In the most basic sense, Juneau is like every other college basketball coach on the recruiting trail.
Beneath the surface, his job is unlike any other.
Juneau’s trail takes him to places like Rocky Boy, Mont., Navajo, N.M., and Tahlequah, Okla., not Chicago, Detroit or New York. His school doesn’t offer athletic scholarships and has the resources for one, maybe two big recruiting trips a year. His recruits come from a tiny pool of people representing just 2 percent of the total U.S. population.
Juneau is the head coach at Haskell Indian Nations University, an oasis for Native American hoops players in the shadow of a college basketball powerhouse.
“It’s truly a unique place,” Juneau said. “It’s a problem just having people know that Haskell’s here and the opportunity that they have.”
The opportunity many Native Americans can’t find anywhere else.
Located just a few miles from the University of Kansas and its storied Jayhawks program, Haskell was founded in 1884 and has an enrollment of about 1,000 students, all of whom must be members of federally-recognized tribes. The NAIA school is federally funded and is the only four-year tribal college in the U.S., making it unique in college athletics.
The basketball team is filled with former Division II and III players, junior college transfers and Native American players who weren’t heavily recruited out of high school.
The Indians play a version of the breakneck “rez” ball found on many reservations, with a wrinkle of set plays and an emphasis on defense added by Juneau, Danny Manning’s former high school coach.
Their court is the floor from the 1988 NCAA championship game won by Danny and the Miracles at Kansas City’s Kemper Arena, and they get plenty of help from the Jayhawks, including shoes from Manning and lockers from the football team.
The players share a common bond of heritage – even if they sometimes come from once-warring tribes – and the aspiration of trying to escape the sometimes sobering reality of reservation life.
“It’s a real good opportunity to get their education and continue their basketball career,” said Vince Chavez, a senior guard from the Chemehuevi tribe. “You can always branch out after this if you want to. Pretty much after high school on the rez, it’s a dead end after that. If you come here and you try to better yourself, it’s going to be better for you in the long run.”
It’s not an easy transition.
Life on a reservation is often a closed circle, with huge, close-knit families providing a support system that spreads over the tribe like a warm blanket.
Many Native American basketball players have tried to leave the circle, only to feel like outcasts because of how they look, their language, beliefs and customs. They often return home and give up on basketball forever.

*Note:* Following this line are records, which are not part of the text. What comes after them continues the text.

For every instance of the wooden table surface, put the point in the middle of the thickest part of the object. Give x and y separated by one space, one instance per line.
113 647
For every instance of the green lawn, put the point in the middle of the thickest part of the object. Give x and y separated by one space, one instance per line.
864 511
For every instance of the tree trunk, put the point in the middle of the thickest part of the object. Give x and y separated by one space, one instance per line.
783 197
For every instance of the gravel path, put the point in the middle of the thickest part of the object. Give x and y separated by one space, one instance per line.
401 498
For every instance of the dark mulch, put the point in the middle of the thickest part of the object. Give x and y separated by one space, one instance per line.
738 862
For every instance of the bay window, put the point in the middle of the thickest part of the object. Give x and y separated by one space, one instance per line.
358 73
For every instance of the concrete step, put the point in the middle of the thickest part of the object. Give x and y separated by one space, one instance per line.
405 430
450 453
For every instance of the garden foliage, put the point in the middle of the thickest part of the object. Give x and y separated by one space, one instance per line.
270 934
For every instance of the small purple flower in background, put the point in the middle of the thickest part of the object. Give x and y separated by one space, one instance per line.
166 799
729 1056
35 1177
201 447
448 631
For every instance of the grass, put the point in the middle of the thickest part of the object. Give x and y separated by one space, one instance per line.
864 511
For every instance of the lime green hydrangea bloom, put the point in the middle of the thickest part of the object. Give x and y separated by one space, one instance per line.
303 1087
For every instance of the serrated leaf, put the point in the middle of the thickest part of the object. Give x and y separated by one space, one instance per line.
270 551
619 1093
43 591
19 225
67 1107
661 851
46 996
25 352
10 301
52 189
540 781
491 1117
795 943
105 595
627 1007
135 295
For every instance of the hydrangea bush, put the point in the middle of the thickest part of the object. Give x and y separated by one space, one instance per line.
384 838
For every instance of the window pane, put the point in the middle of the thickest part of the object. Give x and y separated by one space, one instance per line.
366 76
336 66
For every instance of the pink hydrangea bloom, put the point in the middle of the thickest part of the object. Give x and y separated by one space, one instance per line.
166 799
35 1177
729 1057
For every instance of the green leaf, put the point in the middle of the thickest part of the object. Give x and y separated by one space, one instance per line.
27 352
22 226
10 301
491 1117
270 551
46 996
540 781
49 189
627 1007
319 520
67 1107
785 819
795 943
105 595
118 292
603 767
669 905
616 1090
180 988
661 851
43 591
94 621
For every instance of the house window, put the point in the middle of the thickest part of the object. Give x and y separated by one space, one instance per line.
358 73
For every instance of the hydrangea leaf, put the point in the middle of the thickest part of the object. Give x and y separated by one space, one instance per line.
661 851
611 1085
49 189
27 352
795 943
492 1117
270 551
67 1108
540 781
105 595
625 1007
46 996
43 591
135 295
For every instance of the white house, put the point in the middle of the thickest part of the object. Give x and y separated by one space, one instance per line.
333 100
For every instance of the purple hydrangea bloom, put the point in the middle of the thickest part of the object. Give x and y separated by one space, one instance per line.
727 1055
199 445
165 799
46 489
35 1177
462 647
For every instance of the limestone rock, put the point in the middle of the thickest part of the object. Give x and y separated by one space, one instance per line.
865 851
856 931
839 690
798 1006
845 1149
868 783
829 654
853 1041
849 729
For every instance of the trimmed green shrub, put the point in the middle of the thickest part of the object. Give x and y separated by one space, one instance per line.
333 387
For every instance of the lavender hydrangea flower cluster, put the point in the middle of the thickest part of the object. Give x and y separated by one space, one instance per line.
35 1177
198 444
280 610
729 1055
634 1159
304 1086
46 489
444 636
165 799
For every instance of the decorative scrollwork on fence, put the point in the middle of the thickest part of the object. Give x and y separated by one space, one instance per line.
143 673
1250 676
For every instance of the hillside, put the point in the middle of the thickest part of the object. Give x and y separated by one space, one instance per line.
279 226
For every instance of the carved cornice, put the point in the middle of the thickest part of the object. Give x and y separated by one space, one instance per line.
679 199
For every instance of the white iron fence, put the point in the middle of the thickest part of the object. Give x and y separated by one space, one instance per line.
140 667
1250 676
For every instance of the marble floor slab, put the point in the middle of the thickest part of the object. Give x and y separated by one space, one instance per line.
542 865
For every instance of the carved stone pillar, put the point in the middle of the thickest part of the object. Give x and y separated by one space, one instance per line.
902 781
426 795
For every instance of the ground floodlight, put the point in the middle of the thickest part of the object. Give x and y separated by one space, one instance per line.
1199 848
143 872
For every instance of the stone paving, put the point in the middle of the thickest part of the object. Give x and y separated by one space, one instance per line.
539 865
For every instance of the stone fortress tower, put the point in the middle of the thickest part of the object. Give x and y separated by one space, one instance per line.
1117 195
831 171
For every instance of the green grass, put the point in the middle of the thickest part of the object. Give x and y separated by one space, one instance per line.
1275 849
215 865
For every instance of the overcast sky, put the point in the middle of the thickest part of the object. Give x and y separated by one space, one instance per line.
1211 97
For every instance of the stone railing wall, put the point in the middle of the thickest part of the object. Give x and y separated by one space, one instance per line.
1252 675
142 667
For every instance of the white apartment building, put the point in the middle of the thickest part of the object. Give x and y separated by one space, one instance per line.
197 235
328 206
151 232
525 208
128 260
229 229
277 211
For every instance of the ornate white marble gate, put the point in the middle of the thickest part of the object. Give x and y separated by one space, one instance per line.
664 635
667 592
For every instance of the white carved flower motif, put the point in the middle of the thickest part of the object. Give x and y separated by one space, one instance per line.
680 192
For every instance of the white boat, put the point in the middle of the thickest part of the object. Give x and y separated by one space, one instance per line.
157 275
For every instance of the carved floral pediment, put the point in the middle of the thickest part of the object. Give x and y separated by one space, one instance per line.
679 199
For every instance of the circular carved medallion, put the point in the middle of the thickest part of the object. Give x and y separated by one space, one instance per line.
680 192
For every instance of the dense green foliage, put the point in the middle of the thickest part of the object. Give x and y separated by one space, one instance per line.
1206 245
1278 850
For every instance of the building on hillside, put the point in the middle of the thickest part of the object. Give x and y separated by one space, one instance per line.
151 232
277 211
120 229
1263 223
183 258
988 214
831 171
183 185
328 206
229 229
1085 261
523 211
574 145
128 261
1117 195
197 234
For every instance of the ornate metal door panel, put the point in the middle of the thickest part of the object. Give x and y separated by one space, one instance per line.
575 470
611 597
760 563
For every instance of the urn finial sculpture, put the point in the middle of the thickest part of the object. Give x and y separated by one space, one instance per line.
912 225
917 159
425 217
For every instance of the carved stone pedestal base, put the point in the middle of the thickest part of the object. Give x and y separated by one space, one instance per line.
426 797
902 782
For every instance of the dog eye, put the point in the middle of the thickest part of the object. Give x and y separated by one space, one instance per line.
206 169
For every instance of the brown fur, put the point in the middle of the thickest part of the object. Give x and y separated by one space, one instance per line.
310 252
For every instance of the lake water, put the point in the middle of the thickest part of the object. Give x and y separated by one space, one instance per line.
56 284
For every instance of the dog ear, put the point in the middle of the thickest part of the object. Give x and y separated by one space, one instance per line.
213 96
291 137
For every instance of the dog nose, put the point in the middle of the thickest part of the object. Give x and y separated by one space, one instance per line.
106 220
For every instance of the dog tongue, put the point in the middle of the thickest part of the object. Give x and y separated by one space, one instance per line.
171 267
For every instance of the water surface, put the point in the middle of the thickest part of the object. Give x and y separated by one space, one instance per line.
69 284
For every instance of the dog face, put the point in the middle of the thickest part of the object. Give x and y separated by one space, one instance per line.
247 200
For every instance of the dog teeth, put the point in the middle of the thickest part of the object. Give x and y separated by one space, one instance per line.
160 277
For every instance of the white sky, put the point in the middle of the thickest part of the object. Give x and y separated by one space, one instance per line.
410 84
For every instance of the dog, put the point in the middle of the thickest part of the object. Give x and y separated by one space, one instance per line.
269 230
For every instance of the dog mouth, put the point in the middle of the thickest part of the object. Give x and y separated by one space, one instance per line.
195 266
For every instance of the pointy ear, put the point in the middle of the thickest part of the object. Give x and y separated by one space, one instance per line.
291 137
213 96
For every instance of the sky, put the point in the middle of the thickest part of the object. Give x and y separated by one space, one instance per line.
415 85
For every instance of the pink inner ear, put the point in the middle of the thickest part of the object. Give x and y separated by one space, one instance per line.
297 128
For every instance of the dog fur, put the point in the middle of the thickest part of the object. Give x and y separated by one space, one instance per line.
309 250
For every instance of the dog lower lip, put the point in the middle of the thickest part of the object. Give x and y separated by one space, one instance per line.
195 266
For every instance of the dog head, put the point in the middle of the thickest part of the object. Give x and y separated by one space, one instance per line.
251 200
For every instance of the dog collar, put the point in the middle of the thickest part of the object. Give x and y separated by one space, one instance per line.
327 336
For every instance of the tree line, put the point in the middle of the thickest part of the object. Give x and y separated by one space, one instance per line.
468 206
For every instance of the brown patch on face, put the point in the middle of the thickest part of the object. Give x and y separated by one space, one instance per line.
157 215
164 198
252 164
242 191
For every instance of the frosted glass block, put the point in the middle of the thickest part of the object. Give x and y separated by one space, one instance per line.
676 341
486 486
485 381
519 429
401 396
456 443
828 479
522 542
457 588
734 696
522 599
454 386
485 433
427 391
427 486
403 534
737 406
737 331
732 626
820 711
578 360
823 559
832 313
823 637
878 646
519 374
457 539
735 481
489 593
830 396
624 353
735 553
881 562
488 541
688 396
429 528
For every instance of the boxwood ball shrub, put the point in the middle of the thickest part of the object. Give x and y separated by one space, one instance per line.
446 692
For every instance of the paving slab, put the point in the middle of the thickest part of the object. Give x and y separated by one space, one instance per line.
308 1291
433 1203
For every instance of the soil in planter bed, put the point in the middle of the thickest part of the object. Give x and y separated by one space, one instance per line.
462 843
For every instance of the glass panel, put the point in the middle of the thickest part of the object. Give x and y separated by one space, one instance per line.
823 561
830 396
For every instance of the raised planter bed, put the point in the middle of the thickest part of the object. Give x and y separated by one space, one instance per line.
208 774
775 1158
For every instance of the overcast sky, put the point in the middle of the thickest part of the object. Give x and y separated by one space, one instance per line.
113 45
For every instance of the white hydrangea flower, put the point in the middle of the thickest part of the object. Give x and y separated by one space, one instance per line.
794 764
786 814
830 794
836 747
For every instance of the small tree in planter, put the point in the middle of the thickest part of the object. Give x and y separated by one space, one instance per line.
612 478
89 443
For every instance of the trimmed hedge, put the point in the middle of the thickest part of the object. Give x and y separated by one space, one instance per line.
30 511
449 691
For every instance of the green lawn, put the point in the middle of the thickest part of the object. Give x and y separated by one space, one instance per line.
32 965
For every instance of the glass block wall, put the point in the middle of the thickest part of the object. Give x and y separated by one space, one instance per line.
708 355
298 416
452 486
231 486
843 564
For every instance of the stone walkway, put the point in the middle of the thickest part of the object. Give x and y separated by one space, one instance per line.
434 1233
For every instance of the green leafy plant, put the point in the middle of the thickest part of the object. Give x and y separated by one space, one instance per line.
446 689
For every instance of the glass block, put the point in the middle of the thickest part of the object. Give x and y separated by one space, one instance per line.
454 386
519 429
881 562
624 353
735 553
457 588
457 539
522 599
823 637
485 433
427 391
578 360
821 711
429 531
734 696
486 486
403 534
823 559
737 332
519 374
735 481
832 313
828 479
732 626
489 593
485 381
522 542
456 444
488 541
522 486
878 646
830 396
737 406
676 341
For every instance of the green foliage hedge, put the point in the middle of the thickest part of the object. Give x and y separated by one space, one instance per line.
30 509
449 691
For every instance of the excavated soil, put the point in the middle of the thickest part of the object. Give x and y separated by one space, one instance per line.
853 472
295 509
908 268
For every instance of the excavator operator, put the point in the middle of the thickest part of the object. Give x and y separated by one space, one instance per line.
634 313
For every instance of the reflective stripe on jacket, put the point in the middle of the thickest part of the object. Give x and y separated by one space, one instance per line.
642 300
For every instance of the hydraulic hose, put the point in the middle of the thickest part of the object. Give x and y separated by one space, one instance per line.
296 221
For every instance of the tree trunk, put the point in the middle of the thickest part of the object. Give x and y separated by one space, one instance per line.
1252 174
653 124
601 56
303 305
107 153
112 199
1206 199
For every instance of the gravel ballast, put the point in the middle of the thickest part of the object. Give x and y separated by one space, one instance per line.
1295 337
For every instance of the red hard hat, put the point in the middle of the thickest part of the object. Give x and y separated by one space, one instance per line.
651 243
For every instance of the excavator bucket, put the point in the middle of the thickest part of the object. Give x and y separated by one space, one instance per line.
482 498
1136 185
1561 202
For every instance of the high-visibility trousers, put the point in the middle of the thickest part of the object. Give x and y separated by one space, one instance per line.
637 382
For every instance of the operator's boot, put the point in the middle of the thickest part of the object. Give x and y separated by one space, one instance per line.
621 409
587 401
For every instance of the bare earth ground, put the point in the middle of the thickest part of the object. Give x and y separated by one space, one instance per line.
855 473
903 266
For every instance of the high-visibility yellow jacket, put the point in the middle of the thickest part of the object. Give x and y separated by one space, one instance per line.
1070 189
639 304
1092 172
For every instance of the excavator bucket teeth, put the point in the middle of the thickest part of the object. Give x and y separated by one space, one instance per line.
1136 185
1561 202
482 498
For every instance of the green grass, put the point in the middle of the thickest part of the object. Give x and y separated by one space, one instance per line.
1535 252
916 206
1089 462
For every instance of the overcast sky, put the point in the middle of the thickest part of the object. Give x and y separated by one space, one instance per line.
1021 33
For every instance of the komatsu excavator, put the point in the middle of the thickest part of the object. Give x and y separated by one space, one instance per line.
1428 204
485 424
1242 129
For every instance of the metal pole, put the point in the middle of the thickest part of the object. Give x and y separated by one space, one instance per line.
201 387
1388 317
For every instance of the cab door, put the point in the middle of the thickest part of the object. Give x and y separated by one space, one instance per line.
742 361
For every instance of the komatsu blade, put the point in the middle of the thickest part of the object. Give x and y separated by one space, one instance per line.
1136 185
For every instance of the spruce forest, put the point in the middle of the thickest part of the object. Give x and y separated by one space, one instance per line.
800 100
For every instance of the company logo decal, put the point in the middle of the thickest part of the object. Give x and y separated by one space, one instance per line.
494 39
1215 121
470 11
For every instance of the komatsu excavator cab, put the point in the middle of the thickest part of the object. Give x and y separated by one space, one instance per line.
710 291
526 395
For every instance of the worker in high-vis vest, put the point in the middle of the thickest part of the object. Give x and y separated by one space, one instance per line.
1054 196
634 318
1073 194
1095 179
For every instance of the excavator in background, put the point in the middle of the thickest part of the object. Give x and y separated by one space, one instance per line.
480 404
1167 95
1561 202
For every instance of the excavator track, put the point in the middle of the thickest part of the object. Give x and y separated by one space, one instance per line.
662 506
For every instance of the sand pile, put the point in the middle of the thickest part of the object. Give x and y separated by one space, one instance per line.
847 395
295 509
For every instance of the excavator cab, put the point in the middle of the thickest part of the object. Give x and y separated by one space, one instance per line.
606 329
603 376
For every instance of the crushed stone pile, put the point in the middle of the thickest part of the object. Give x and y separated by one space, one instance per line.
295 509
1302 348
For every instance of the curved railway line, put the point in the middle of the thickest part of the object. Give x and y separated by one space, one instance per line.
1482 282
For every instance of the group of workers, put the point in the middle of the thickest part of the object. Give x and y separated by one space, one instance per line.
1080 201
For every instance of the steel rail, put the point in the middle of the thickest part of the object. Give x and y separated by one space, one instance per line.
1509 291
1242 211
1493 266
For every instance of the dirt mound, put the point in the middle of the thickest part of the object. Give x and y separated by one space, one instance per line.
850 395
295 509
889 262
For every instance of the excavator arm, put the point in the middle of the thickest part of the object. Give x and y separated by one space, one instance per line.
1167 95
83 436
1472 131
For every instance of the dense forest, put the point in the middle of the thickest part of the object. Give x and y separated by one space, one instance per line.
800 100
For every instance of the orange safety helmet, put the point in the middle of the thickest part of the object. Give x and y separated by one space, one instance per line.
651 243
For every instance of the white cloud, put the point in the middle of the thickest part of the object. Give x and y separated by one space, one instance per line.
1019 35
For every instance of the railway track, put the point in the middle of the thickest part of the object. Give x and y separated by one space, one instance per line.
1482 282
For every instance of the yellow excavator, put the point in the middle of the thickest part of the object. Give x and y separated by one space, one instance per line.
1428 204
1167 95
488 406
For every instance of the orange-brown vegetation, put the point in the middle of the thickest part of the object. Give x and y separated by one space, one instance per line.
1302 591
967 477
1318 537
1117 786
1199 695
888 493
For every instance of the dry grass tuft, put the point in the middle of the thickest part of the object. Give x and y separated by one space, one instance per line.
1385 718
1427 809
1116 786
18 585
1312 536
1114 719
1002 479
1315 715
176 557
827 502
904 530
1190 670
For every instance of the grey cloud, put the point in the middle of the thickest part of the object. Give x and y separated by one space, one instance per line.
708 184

Dominick Clichee is one of the few who made it out and stayed.
The senior from the Navajo tribe in New Mexico earned a spot at Division III Clark University in Worcester, Mass., and played two seasons there before transferring to Haskell. The transition was difficult, but Clichee stuck it out, transferring only after the Clark coach who recruited him left for another job.
“Everyone back home is pretty much my family, so I grew up with family cookouts every weekend, everybody coming over – my aunties, uncles – then to get put out there where I didn’t know anybody except my coaches and my teammates, that was a big culture shock,” he said. “But that’s where I pride myself on being who I am because I was able to go through that and stay there, finish out and have a successful academic career.”
According to a recent Bureau of Indian Affairs report, the national unemployment rate for Native Americans is 49 percent, with 29 percent falling below the poverty line. The graduation rate at many reservations is below 50 percent, the dropout rate as high as 90 percent.
The players at Haskell are a guiding light to an oasis, an opportunity to escape the reservation while still living among other Natives.
“When I was coming out of Montana, I was still pretty well known and I’m doing well, still going to school,” said D.J. Fish, a 6-foot-5 forward from East Glacier. “It shows people that you can leave and be able to stay a while and actually do it. If you see somebody else do it, you know you can do it.”
The problem for Juneau is getting the players to take the initial leap.
Many Native American players are ill-prepared for life off the reservation. Some stay for family, others want to avoid the why-would-you-go-there scorn of their people. Others don’t have the educational background to continue on to college.
Juneau has little money or time for travel to see recruits and no scholarships to offer, other than the financial aid given to every Haskell student.
So as the rest of the college basketball goes mad about March, Juneau sits in his office inside the Coffin Complex, phoning recruits, returning calls from potential players, communicating on Facebook, doing whatever he can to spread the word of Haskell to basketball’s outposts.
“A lot of our recruiting becomes word of mouth, kids contacting us, us encouraging kids to come to school here regardless of whether they play basketball or not,” Juneau said. “It’s not always easy, but we find a way to make it work.”